On Thursday, 28 June 2018 at 19:22:38 UTC, Jonathan M Davis wrote:
On Thursday, June 28, 2018 18:10:07 kdevel via Digitalmars-d-learn wrote:
On Tuesday, 26 June 2018 at 21:54:49 UTC, Jonathan M Davis wrote: > [H]onestly, I don't understand why folks keep trying to put > nullable types in Nullable in non-generic code.

How do you signify that a struct member of class type is optional?

Structs aren't nullable, so wrapping them in a Nullable makes perfect sense. Whether they happen to be on the stack or members of another type is irrelevant to that. It's wrapping types like pointers and class references in a Nullable that's an odd thing to do - the types where someone might ask why the extra bool is necessary in the Nullable.
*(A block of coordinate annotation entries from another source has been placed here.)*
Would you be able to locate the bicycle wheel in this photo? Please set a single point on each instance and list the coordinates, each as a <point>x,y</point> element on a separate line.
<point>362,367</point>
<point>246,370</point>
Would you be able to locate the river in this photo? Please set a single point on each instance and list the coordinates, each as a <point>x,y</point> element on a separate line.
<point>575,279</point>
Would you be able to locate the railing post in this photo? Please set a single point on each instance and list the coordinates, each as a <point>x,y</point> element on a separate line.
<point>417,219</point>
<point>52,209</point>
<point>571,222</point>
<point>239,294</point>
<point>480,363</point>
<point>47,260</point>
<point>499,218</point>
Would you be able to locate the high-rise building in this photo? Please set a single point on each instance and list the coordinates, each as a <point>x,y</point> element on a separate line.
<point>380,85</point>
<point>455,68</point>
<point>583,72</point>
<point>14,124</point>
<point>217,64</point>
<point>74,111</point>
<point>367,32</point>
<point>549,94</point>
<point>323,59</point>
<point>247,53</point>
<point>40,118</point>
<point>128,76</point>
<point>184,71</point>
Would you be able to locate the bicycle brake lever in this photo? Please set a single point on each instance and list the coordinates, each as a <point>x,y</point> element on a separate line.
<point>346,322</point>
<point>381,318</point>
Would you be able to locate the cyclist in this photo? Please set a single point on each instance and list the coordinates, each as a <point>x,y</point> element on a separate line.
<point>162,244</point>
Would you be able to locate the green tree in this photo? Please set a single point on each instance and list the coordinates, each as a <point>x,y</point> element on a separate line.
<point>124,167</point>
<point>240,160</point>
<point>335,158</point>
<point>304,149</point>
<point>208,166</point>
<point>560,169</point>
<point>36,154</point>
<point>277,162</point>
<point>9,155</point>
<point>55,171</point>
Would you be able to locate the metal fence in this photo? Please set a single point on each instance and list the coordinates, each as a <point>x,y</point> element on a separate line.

Wrapping them in a Nullable makes sense in generic code, because the code isn't written specifically for them, but something like Nullable!MyClass in non-generic code is pointless IMHO, because a class reference is already nullable.

- Jonathan M Davis

Reading inpput from a csv file, and the value could either be blank, na, or numeric. Nullable!MyClass could be used to represent 3 states in your programming logic. I'm not saying this is the best way to represent ternary states, but it's not unreasonable.